Reversing the revised Trump administration payday rule would take longer. The new rule launched in July rescinded a fundamental requirement of the agency’s controversial previous regulation that repressed the sector, which offers small emergency loans to clients with very high interest rates, often arresting low-income borrowers in costly debt cycles.

The previous rule, launched in October 2017 just before then-director Richard Cordray stepped down, would have required creditors to check borrowers’ income and debts to assess whether they could repay the loans. The CFPB overturned that requirement with the new rule this year, sparking protests among Congressional Democrats, who called for an investigation by the inspector general over allegations of undue political influence in the process of drafting the rule.

Consumer groups have filed a lawsuit to overturn the new rule – claiming that the agency violated the Administrative Procedure and Dodd-Frank Act – so it is possible that the courts will overturn it.

Without court intervention, reviewing and relaunching the rule would mean returning to square one – based on previous research, explaining in a proposal why the latest version of the rule restores several provisions, allowing for a lengthy notice period of comment and definition of a implementation date that gives the industry enough time to comply. This means that payday creditors may not face any new consequences until almost a decade after the bureau began efforts to crack down on the sector under Cordray.

Chopra is also likely to move to build a more aggressive application of the “abusive” standard under Dodd-Frank, a pivot away from the more relaxed orientation the agency issued this year.

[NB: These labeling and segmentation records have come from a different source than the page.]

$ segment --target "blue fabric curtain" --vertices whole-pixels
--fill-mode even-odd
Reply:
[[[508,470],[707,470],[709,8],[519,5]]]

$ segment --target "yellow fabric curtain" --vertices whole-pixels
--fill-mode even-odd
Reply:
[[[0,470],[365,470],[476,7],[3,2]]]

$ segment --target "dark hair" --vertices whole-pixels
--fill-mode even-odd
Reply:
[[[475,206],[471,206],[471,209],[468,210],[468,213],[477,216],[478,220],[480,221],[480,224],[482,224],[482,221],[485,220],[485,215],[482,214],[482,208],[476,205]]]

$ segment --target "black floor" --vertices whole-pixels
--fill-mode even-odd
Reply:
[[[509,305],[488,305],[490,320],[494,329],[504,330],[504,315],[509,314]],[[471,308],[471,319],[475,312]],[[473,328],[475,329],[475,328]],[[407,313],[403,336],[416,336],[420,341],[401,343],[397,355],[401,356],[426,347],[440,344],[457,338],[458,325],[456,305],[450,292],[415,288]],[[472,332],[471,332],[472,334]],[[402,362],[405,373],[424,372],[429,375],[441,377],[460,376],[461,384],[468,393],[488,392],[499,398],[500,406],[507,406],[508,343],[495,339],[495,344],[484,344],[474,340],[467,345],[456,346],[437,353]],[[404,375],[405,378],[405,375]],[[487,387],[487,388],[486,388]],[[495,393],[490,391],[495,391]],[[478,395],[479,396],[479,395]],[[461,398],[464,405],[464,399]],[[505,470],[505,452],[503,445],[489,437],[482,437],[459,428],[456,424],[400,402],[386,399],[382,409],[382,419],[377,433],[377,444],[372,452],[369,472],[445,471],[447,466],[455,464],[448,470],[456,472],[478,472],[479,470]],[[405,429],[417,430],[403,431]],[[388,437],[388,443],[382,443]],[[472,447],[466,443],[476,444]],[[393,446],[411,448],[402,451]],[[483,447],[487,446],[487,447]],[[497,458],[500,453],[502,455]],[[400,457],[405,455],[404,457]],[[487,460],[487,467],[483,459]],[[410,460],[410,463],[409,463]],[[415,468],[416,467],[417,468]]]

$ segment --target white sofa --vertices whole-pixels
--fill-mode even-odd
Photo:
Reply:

“Unfair or deceptive acts or practices” were banned a long time ago by federal law, but Dodd-Frank in 2010 added “abusive” to the ban, known as UDAAP, and gave the CFPB regulatory and enforcement authority.

Business groups have been lobbying for years for clarification on what is considered abusive, and the agency said earlier this year that it would take a contained approach to accusing companies of abuse violations, based in part on the fact that companies are acting good faith. Consumer groups immediately criticized the unlimited “good faith” exemption.